The Tower of Druaga did launch a series, one that remained virtually unknown outside of Japan, at least until the Namco Museum series for the PlayStation was released. The original arcade game is included on Volume 3, and the arcade sequel, The Return of Ishtar, is on Volume 4.

What not many people know is that there was a prequel, and it was a Famicom exclusive. I’ll take a look at that one next time. In the meantime, take a look at this longplay of the Famicom game. The player here makes it look easy, of course.

Why bring the OPCFG back now?

That’s a good question. After all, it’s been 21 years since I first started the site, and just under a year since I signed its final (?) death certificate.

It’s certainly got nothing to do with the site’s original mission from 1998, to try to get Japanese games that went unreleased during the 32-bit era released here now. It’s not about exposing the rest of the world to some of the great titles of the 8 and 16-bit eras that never left their places of origin. All of this has been done, far better than I ever did, by people who branched far beyond the constraints of Web 1.0, where I remained (and in a lot of ways, still do remain) perpetually stuck.

It also has nothing to do with my attempt at “reloading” the site in 2008. The age of the physical compilation/collection is nearing its end, and there’s no point in discussing the merits of various compilations in this age of downloads and digital re-releases. It has nothing to do with the 2014 revival either, which was basically just shilling for my book Memoirs of a Virtual Caveman, until it got its own dedicated site and traffic moved away from the old OPCFG site.
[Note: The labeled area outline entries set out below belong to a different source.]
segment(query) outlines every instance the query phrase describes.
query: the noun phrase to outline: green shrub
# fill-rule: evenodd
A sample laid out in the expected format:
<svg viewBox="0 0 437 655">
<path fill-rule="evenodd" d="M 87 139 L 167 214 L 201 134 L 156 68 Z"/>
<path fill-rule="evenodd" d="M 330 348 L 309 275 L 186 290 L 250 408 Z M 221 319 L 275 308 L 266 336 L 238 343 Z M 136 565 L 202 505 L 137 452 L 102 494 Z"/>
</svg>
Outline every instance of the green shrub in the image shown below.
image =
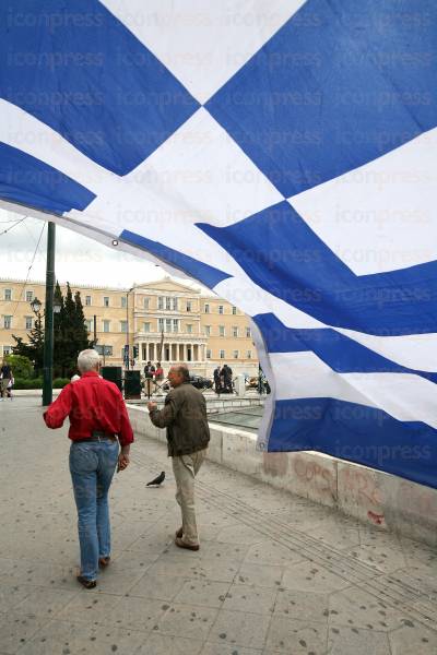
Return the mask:
<svg viewBox="0 0 437 655">
<path fill-rule="evenodd" d="M 54 389 L 63 389 L 70 382 L 70 378 L 55 378 Z"/>
</svg>

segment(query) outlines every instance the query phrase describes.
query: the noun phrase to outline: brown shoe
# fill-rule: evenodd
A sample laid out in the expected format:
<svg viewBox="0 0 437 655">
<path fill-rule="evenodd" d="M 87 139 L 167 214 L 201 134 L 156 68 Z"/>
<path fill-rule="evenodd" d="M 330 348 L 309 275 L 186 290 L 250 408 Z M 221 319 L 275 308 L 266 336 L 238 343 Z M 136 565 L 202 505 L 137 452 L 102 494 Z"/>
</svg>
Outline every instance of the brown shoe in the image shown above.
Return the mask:
<svg viewBox="0 0 437 655">
<path fill-rule="evenodd" d="M 176 537 L 175 544 L 178 548 L 186 548 L 187 550 L 199 550 L 200 548 L 199 544 L 187 544 L 186 541 L 184 541 L 184 539 L 180 539 L 179 537 Z"/>
<path fill-rule="evenodd" d="M 76 580 L 78 580 L 78 582 L 81 583 L 82 586 L 85 587 L 85 590 L 94 590 L 97 586 L 96 580 L 87 580 L 86 577 L 83 577 L 82 575 L 78 575 Z"/>
</svg>

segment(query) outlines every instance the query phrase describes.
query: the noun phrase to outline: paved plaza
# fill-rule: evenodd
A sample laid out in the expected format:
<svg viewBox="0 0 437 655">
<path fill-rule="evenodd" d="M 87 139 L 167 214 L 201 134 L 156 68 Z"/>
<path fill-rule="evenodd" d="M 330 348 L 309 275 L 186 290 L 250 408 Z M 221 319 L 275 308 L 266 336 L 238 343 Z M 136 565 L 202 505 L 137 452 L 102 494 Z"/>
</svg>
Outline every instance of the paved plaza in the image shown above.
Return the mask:
<svg viewBox="0 0 437 655">
<path fill-rule="evenodd" d="M 437 553 L 206 463 L 199 552 L 139 439 L 111 488 L 113 563 L 76 583 L 67 429 L 0 403 L 0 655 L 435 655 Z M 165 469 L 162 488 L 145 483 Z"/>
</svg>

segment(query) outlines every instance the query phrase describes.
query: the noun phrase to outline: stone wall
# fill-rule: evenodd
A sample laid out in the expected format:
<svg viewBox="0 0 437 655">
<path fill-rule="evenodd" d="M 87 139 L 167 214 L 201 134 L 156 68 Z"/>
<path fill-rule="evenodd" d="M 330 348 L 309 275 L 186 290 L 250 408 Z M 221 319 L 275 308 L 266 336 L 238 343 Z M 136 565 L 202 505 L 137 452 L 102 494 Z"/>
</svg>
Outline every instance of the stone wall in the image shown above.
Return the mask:
<svg viewBox="0 0 437 655">
<path fill-rule="evenodd" d="M 146 409 L 129 406 L 138 437 L 165 442 Z M 437 546 L 437 490 L 315 452 L 262 453 L 256 436 L 210 425 L 209 458 L 365 523 Z"/>
</svg>

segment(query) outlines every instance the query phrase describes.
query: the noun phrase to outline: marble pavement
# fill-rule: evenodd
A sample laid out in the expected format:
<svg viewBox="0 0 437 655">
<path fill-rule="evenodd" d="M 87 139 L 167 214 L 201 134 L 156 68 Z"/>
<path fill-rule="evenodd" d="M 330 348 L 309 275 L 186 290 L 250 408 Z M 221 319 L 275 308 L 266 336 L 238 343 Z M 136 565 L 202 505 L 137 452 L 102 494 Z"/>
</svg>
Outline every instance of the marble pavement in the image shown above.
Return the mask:
<svg viewBox="0 0 437 655">
<path fill-rule="evenodd" d="M 212 463 L 201 549 L 180 551 L 172 467 L 144 438 L 111 488 L 113 564 L 83 590 L 67 429 L 38 403 L 0 403 L 0 655 L 437 653 L 436 551 Z"/>
</svg>

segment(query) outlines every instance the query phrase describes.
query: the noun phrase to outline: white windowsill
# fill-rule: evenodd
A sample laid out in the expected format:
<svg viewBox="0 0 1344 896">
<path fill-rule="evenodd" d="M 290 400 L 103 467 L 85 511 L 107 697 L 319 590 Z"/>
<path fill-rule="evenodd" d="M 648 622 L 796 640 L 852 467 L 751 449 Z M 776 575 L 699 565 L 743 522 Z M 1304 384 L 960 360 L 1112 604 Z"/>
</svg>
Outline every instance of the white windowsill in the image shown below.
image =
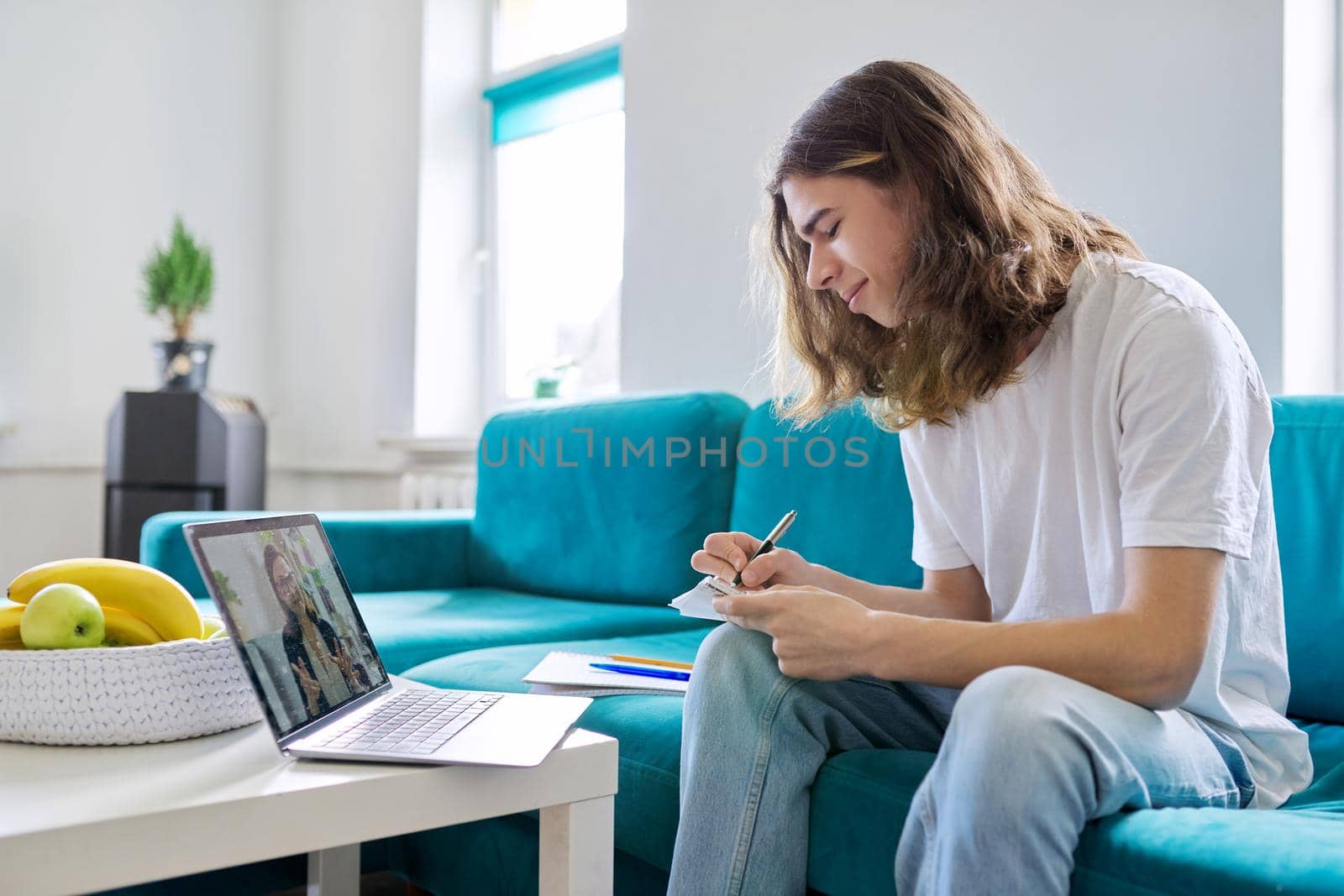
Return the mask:
<svg viewBox="0 0 1344 896">
<path fill-rule="evenodd" d="M 480 435 L 380 435 L 378 445 L 394 451 L 402 451 L 417 465 L 427 463 L 476 463 L 476 449 Z"/>
</svg>

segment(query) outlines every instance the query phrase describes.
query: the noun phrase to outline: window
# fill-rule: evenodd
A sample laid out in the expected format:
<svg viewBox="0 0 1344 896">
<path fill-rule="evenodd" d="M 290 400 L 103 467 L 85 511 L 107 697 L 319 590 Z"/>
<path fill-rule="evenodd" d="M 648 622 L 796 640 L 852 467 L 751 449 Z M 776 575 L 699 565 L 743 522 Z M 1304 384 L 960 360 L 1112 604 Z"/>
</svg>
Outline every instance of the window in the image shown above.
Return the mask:
<svg viewBox="0 0 1344 896">
<path fill-rule="evenodd" d="M 618 390 L 624 27 L 624 0 L 496 8 L 491 406 Z"/>
</svg>

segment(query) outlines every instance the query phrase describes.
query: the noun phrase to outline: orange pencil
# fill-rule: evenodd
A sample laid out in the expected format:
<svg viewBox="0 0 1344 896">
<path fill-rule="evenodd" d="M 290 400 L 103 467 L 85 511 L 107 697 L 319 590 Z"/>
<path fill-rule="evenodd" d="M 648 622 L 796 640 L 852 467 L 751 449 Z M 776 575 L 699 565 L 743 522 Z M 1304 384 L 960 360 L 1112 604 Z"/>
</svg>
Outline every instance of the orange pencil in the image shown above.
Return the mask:
<svg viewBox="0 0 1344 896">
<path fill-rule="evenodd" d="M 616 662 L 642 662 L 646 666 L 667 666 L 668 669 L 691 669 L 689 662 L 672 662 L 671 660 L 645 660 L 644 657 L 621 657 L 612 654 L 609 657 Z"/>
</svg>

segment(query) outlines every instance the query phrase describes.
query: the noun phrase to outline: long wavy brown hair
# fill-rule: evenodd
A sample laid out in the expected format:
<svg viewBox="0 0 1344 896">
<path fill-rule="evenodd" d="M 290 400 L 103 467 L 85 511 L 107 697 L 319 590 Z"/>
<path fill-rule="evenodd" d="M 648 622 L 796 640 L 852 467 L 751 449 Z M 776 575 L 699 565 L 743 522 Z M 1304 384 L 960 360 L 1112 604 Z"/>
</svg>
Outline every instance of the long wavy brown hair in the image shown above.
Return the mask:
<svg viewBox="0 0 1344 896">
<path fill-rule="evenodd" d="M 915 212 L 913 242 L 892 247 L 907 258 L 895 328 L 806 283 L 809 247 L 782 184 L 823 175 L 862 177 Z M 757 296 L 777 306 L 778 412 L 798 422 L 862 396 L 887 430 L 949 424 L 1015 382 L 1024 341 L 1064 306 L 1091 253 L 1142 258 L 1128 234 L 1062 201 L 960 87 L 914 62 L 874 62 L 827 89 L 789 129 L 766 196 Z"/>
</svg>

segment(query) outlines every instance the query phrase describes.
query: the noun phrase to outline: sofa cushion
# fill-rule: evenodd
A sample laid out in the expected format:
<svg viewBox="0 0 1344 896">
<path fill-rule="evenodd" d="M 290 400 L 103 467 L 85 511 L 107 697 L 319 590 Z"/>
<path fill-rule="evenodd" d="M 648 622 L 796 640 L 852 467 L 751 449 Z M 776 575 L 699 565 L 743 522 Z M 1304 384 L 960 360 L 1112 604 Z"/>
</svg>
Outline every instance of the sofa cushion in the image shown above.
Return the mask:
<svg viewBox="0 0 1344 896">
<path fill-rule="evenodd" d="M 700 633 L 696 637 L 702 637 L 704 631 L 702 621 L 667 607 L 569 600 L 499 588 L 360 594 L 355 604 L 391 674 L 481 647 L 685 629 L 695 629 Z M 202 613 L 215 614 L 210 600 L 198 600 L 198 606 Z"/>
<path fill-rule="evenodd" d="M 407 670 L 438 686 L 523 690 L 550 650 L 691 660 L 704 631 L 462 653 Z M 677 823 L 681 699 L 599 697 L 579 725 L 621 742 L 616 846 L 667 870 Z M 1279 810 L 1163 809 L 1087 826 L 1077 893 L 1344 892 L 1344 727 L 1304 724 L 1316 782 Z M 812 791 L 808 883 L 835 896 L 891 892 L 896 842 L 933 754 L 863 750 L 827 762 Z M 421 836 L 410 849 L 438 849 Z"/>
<path fill-rule="evenodd" d="M 1304 724 L 1316 780 L 1278 810 L 1160 809 L 1087 825 L 1071 892 L 1344 892 L 1344 727 Z M 933 754 L 863 750 L 823 766 L 808 883 L 832 896 L 891 892 L 896 841 Z"/>
<path fill-rule="evenodd" d="M 1273 406 L 1288 709 L 1344 723 L 1344 395 L 1285 395 Z"/>
<path fill-rule="evenodd" d="M 297 513 L 297 510 L 296 510 Z M 194 598 L 208 598 L 181 527 L 271 510 L 173 510 L 145 520 L 140 562 L 177 579 Z M 466 586 L 466 536 L 472 510 L 329 510 L 317 514 L 351 591 L 414 591 Z"/>
<path fill-rule="evenodd" d="M 746 412 L 732 395 L 691 392 L 491 418 L 472 584 L 665 604 L 695 583 L 704 536 L 727 525 Z"/>
<path fill-rule="evenodd" d="M 921 586 L 899 437 L 857 403 L 800 429 L 781 423 L 766 402 L 743 424 L 739 450 L 732 529 L 765 537 L 797 510 L 782 547 L 867 582 Z"/>
</svg>

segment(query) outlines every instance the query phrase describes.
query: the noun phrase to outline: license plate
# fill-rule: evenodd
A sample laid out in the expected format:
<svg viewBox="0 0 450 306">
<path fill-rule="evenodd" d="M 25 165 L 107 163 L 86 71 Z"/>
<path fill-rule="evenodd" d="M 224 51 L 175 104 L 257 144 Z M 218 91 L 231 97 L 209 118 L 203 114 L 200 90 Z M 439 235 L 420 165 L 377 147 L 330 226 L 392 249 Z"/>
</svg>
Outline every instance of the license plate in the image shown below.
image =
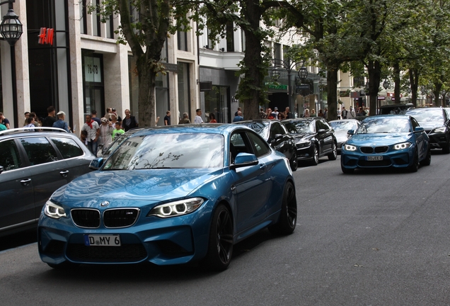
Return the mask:
<svg viewBox="0 0 450 306">
<path fill-rule="evenodd" d="M 84 245 L 87 246 L 120 246 L 119 235 L 84 235 Z"/>
<path fill-rule="evenodd" d="M 368 161 L 383 160 L 383 157 L 367 157 Z"/>
</svg>

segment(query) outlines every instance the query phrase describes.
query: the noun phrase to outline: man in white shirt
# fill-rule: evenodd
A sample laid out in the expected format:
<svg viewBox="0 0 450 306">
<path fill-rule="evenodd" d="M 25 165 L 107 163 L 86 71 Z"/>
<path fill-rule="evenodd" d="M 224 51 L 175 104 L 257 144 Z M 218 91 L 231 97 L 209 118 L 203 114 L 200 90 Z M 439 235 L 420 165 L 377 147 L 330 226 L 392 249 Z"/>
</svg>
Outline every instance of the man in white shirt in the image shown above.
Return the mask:
<svg viewBox="0 0 450 306">
<path fill-rule="evenodd" d="M 202 117 L 200 117 L 202 115 L 202 110 L 200 108 L 197 108 L 197 110 L 195 110 L 195 113 L 196 115 L 195 118 L 194 119 L 194 123 L 203 123 L 203 119 L 202 119 Z"/>
</svg>

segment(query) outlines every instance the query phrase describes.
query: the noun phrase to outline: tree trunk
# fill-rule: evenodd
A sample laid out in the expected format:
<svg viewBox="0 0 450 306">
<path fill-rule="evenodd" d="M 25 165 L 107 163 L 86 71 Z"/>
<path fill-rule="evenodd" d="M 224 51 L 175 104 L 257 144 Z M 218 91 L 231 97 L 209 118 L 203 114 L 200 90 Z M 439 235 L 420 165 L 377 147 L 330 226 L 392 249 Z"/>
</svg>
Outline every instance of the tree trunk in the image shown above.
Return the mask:
<svg viewBox="0 0 450 306">
<path fill-rule="evenodd" d="M 327 101 L 328 120 L 338 119 L 338 68 L 327 67 Z"/>
<path fill-rule="evenodd" d="M 396 84 L 394 86 L 394 103 L 398 104 L 401 102 L 400 98 L 400 65 L 398 62 L 394 64 L 393 73 L 394 83 Z"/>
<path fill-rule="evenodd" d="M 139 74 L 139 127 L 151 127 L 156 125 L 155 118 L 156 97 L 155 79 L 156 74 L 151 62 L 149 63 L 142 55 L 137 63 Z"/>
<path fill-rule="evenodd" d="M 377 113 L 378 91 L 381 76 L 381 65 L 379 61 L 369 61 L 369 96 L 370 102 L 369 113 Z"/>
</svg>

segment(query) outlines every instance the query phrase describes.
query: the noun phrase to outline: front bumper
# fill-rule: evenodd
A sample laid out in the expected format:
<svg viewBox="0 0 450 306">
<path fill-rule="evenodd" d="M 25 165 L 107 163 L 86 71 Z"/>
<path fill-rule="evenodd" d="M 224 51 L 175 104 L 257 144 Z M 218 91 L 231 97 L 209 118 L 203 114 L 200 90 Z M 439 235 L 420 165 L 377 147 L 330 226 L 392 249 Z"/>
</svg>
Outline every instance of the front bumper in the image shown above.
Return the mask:
<svg viewBox="0 0 450 306">
<path fill-rule="evenodd" d="M 190 214 L 171 218 L 140 216 L 141 222 L 125 228 L 83 229 L 70 217 L 54 220 L 41 215 L 38 234 L 42 261 L 76 264 L 186 264 L 206 255 L 210 211 L 202 206 Z M 145 222 L 142 222 L 142 220 Z M 86 246 L 85 235 L 118 234 L 121 246 Z"/>
<path fill-rule="evenodd" d="M 368 160 L 369 157 L 381 158 L 381 160 Z M 357 152 L 341 151 L 341 165 L 346 169 L 357 168 L 406 168 L 413 160 L 412 150 L 398 150 L 382 154 L 362 154 Z"/>
</svg>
Nor does it have anything to do with my brief flirtation with having the OPCFG on Facebook.

As I said nearly a year ago, “It’s time for this website to end. The OPCFG ran its course over a decade ago. What revivals I attempted were too little, too late.” So, to put it bluntly, if that’s truly how I feel, what gives?

The thing is, I still have a lot I want to talk about. I’m still learning a lot about the games of the past, and seeing as how I’ve thoroughly explored my favorite genres, I’m now branching off into what’s relatively unexplored territory for me. Take vs. fighters and classic FPSes, for example. Both are genres I turned my nose up at in the ’90s, but am now tentatively starting to get into, and I’d like to talk about my experiences as I brush aside the cobwebs and see what these have to offer.

But maybe, to bring attention to my new adventures, it’s time for a rebranding. The OPCFG name is ancient, but does still have some “brand recognition,” so to speak. Problem is, that recognition is tied to an era that’s now long past us. The old timers in the community might remember the old site, but the new blood? Doubtful.

So rebranding could work. It worked for Kurt Kalata when he retooled The Classic Gaming Review Archive into Hardcore Gaming 101. It worked for Derek Alexander when he changed from being the Happy Video Game Nerd and became half of the driving force behind the series Stop Skeletons From Fighting. It worked for TJ Rappel after he left the Metroid Database and started Retro Game Super Hyper. See what I mean?